Tafsir terhadap prinsip praduga tak bersalah, yang yang sejalan dengan perubahan paradigma tsb
di atas, adalah, negara wajib memberikan dan memfasilitasi hak-hak seseorang yang di duga
telah melakukan suatu tindak pidana sejak ditangkap, ditahan dan selama menjalani proses
penyidikan,penuntutan dan pemeriksaan di pengadilan baik pada tingkat pertama dan pada
tingkat banding. Praduga tsb selanjutnya berhenti seketika pengadilan memutuskan terdakwa
bersalah melakukan tindak pidana yang didakwakan dan dihukum pidana sementara waktu dan
atau pidana denda. Mengapa demikian? Karena proses pemeriksaan pengadilan yang ”fair and
impartial” telah dilalui terdakwa dan dibuka seluas-luasnya terhadap terdakwa oleh pengadilan
sehingga kemudian majelis hakim atas dasar alat-alat bukti yang disampaikan di persidangan,
dan keterangan saksi-saksi (a charge dan a de-charge) telah memunculkan keyakinan mereka
untuk menyatakan terdakwa bersalah melakukan tindak pidana yang telah mengakibatkan
timbulnya korban baik kerugian materiel maupun imateriel.
Status terdakwa yang dilindungi oleh asas praduga tak bersalah selesai setelah putusan
pengadilan telah menyatakan terdakwa bersalah, sekalipun terdakwa mengajukan upaya hukum,
banding atau kasasi.
Rekonseptualisasi prinsip praduga tak bersalah disarankan di atas masuk akal, proporsional, dan
sesuai dengan prinsip keadilan yang bersifat distributif dan komutatif (Aristoteles) [12]serta
sejalan dengan perkembangan sistem hukum pidana modern saat ini.
Analisis – analisis :
Dalam hukum Pidana terkandung asas-asas menurut tempat dan waktu. Dan diantara asas-asas tersebut
yaitu, asas legalitas, dan nasionalitas dan territorialitas.
1. Asas Legalitas
Seseorang tidak akan dikenakan hukuman selama berbutannya tidak terkandung dalam ketentuan undang-
undang yang telah ditetapkan.
2. Asas Nasionalitas
a. Nasionalitas Aktif
Asas ini bertumpu pada kewarganegaraan pembuat delik hukum pidana Indonesia, mengikuti warga
negaranya kemanapun ia berada.
b. Nasionalitas Pasif
Asas yang menentukan bahawa hukum pidana suatu Negara berlaku terhadap perbuatan-perbutan yang
dilakukan di luar negeri.
3. Asas Territorialitas
perundang-undangan huukum pidana bagi semua perbuatan pidana yang terjadi di dalam wilayah Negara,
yang dilakukan setiap orang, baik sebagai warga Negara Walaupun orang asing.

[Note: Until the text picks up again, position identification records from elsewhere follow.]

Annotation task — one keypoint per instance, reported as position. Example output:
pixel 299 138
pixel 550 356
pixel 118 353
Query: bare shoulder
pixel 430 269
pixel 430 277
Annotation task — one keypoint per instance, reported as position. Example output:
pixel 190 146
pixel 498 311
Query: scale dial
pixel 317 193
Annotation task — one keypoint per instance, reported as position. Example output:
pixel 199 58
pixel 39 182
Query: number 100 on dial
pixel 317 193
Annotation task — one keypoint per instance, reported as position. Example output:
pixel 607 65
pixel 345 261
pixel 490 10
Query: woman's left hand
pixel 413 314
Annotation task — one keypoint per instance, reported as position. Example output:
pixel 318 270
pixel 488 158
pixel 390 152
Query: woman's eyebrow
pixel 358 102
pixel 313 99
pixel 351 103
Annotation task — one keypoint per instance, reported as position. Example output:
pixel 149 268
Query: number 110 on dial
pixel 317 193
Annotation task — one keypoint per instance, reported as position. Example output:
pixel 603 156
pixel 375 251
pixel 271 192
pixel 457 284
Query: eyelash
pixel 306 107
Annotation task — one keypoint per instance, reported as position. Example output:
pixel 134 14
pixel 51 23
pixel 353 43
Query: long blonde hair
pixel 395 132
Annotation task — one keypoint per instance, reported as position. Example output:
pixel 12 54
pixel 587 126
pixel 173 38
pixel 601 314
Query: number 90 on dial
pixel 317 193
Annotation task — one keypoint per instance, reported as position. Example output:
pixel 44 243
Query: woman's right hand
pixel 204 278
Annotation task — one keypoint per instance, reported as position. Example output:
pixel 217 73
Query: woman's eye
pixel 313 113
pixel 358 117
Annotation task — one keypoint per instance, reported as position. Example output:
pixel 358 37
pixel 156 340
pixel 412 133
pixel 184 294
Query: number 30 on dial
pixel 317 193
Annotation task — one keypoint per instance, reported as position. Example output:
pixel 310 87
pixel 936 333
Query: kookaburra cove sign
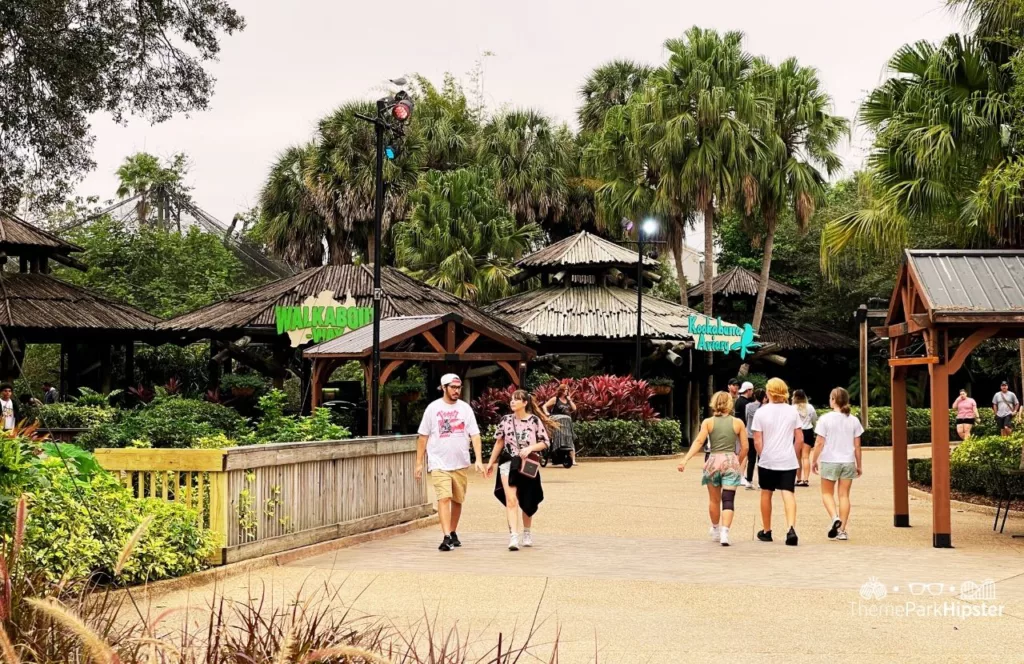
pixel 713 335
pixel 321 319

Asas-asas yang Mengikat Pejabat/Aparat Pemerintah antara lain: 1) Asas Kepastian Hukum; 2)
Asas Keseimbangan; 3) Asas Kesamaan dalam Mengambil Keputusan Pangreh; 4) Asas
Bertindak Cermat; 5) Asas Motivasi untuk Setiap Putusan; 6) Asas Jangan Mencampuradukkan
Kewenangan; 7) Asas Permainan yang Layak; 8) Asas Keadilan dan Kewajaran; 9) Asas
Menanggapi Pengharapan yang Wajar; 10) Asas Meniadakan Akibat Suatu Keputusan yang
Batal; 11) Asas Perlindungan dan Pandangan Hidup; 12) Asas Kebijaksanaan.